DUBAI • A second extremely rare and powerful cyclone in two weeks has battered the Yemeni island of Socotra with hurricane-force winds, killing a woman and causing around 5,000 people to flee their homes, a local official said.
The new storm, called Megh, hit on Sunday, less than a week after Cyclone Chapala killed 11 Yemenis on Socotra and the mainland, dumping nearly a decade of average annual rainfall in just two days.
"A woman in her 40s died when her home collapsed on her, and four others were wounded... Cyclone Megh is several times worse than Chapala because it is passing directly over Socotra," said Mr Mohammed Alarqbi of the Socotra Environment Office.
A larger number of homes have been destroyed and 5,000 people have fled the north of the island to schools, universities and hospitals, he added. Socotra is home to 50,000 residents, long isolated from the mainland.
Cyclone Megh is expected to hit Yemen's coast east of Aden as a severe cyclonic storm this afternoon with winds of 90 kmh to 120 kmh, according to the World Meteorological Organisation.

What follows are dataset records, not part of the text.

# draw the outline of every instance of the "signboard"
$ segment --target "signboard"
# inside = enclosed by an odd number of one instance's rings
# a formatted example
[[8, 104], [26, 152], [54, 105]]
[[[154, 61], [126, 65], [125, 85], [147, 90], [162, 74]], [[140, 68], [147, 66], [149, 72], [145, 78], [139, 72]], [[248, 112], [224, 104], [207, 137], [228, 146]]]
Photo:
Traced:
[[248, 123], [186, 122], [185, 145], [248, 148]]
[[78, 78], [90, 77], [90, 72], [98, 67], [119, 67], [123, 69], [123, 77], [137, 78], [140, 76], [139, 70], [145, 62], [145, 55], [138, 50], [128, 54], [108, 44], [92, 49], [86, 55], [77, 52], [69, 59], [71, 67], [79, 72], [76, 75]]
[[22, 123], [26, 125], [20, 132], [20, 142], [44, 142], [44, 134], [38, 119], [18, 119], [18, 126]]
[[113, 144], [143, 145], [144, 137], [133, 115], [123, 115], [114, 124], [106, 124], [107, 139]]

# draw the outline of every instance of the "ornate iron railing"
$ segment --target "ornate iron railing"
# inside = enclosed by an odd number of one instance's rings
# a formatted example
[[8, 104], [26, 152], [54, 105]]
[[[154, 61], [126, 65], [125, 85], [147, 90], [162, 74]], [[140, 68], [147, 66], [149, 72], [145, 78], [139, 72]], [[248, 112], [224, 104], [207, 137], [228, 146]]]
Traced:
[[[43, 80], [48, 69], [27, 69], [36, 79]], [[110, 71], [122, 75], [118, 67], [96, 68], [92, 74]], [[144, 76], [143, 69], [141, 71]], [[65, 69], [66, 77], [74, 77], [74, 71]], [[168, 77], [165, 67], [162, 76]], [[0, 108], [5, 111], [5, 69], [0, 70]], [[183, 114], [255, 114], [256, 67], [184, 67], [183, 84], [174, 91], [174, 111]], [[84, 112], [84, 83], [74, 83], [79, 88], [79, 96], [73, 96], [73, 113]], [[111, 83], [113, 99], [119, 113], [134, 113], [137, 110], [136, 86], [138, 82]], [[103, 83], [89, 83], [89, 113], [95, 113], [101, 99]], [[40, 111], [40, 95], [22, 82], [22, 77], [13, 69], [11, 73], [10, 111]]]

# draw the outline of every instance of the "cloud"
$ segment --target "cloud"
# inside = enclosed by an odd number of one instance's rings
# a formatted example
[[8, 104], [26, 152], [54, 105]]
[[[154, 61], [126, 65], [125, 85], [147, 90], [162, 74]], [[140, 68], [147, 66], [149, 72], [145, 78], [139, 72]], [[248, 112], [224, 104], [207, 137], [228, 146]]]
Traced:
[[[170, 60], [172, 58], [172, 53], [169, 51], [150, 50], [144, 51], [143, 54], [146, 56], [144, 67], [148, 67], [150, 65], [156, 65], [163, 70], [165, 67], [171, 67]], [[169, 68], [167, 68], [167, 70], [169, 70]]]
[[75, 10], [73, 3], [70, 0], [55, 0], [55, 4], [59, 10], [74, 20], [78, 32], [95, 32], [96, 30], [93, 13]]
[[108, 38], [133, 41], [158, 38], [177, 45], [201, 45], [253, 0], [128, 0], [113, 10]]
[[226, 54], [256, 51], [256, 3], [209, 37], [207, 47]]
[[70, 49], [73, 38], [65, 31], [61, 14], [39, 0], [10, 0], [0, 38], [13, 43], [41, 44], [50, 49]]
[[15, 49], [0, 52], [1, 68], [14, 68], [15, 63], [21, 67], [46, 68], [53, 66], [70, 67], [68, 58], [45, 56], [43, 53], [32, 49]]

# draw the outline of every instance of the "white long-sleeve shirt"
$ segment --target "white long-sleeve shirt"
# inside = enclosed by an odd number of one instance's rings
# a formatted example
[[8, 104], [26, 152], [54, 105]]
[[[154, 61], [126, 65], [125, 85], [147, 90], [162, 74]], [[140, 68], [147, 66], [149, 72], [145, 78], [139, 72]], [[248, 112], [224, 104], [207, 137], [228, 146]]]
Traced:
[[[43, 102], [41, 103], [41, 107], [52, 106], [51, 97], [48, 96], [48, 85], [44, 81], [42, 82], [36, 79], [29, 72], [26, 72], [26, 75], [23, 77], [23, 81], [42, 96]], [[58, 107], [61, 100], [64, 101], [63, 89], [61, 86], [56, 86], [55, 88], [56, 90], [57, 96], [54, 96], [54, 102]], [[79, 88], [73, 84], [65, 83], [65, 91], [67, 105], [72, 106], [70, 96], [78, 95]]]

The United Nations humanitarian coordination office said more than 230,000 people on Yemen's mainland would be exposed to high winds and heavy rainfall.
Aid efforts in Yemen are hampered by a seven-month war between a Shi'ite militia based in the capital Sanaa and forces loyal to the exiled government backed by Gulf Arab states. But planes have flown in with food and tents from Oman, Kuwait, the United Arab Emirates and Saudi Arabia .
The freak back-to-back storms are caused by the "Indian Ocean dipole", a weather phenomenon similar to a regional El Nino, caused when surface sea temperatures are higher than normal.